3. Reward linebackers over quarterbacks. This is Next Jump’s football-lingo shorthand for saying it values employees who quietly help others win more than it values marquee “star” employees who are out for their own headlines. For example, Next Jump has a leadership group called MV21. Members of the group are not picked by executives; instead they are selected and/or removed by employee vote.
How does this help employees identify and work on their weakness–and thereby come closer to reaching their potential? The authors tell a story about an employee named Jackie who’d become the leader of the marketing group and a member of MV21. When her colleagues voted to remove her from MV21, Jackie called it a “crushing blow.” But it was a wake-up call, too. Jackie realized that her peers viewed her as someone who rarely offered help or replied to requests for help.

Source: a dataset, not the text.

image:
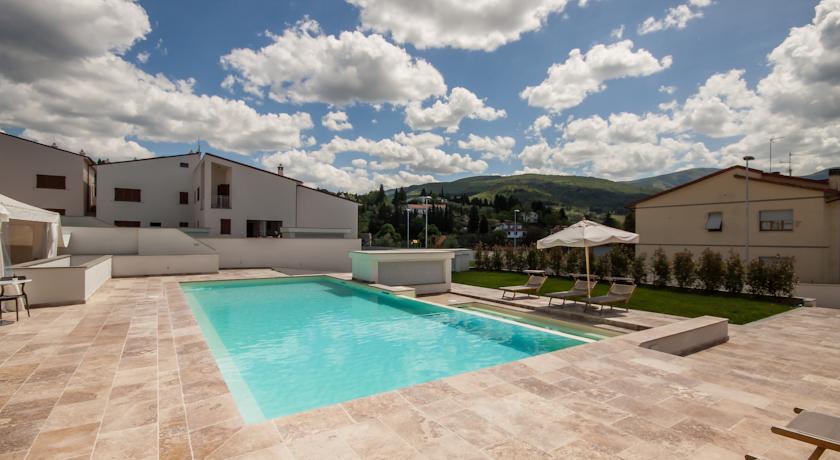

At a company event called 10X–an all-hands meeting at which employees give presentations and receive feedback on their cultural contributions–Jackie admitted that she had become a selfish employee. After the presentation, she began coaching others in once-a-month sessions. Soon she was virutally coaching peers at the London office. After a while, Mondays became all-day coaching sessions for her colleagues. And less than one year after she was removed from MV21, she was voted back on. She had become a linebacker.
4. Make meetings more personal. At another DDO called Decurion, an 1,100-employee real estate and movie theater company based in Los Angeles, meetings are an intentionally prolonged occasion. The reason? All meetings begin with a process called a check-in. One by one, going around the table, employees say, “Hi, my name is ____,” and then say whatever they need to say in order to be fully present in the room. It could be a revelation of a mood, of a stressful situation at home, or a concern about a work-related matter. COO Bryan Ungard told the authors: “Our full humanity is required, and to have that, you need authentic engagement.”
One of Decurion’s axioms is that “people are not only means but also ends in themselves.” The company defines itself by allowing its employees to express themselves as people with emotional needs, rather than employees who are playing robotic roles in a revenue-generating process. Though the check-in slows meetings down–it can take as long as an hour–the process reinforces the company’s axiom of making its people feel like ends in themselves, not just means by which the company can make money.
5. Give your job away. At Decurion, the leadership urges employees–especially high-ranking ones–to always be “giving your job away.” What they mean is this: Instead of standing behind your job title or authority, stand behind data, or the wisdom of the decision.
As commonsensical as it sounds, the company’s “give your job away” mantra has created a culture in which entry- or mid-level employees do not hesitate to call out leaders on their shortcomings. For example, Nora Dashwood, COO of the company’s ArcLight Cinemas division, once learned from a theater assistant manager in his early twenties that “he could feel the air in the room go cold” around Dashwood whenever a problem arose. He felt Dashwood imposed a barrier between herself and the employees to whom she was delegating tasks, and that the barrier only stiffened when things weren’t going well.
Dashwood now considers this employee her “canary in a coal mine.” She told the authors: “To be more effective as a leader and more of who I wanted to be as a person, I needed to be with the people as they engaged with the work.” It was the first step in Dashwood learning about one of her weaknesses and addressing it–and fulfilling more of her own potential, in the process.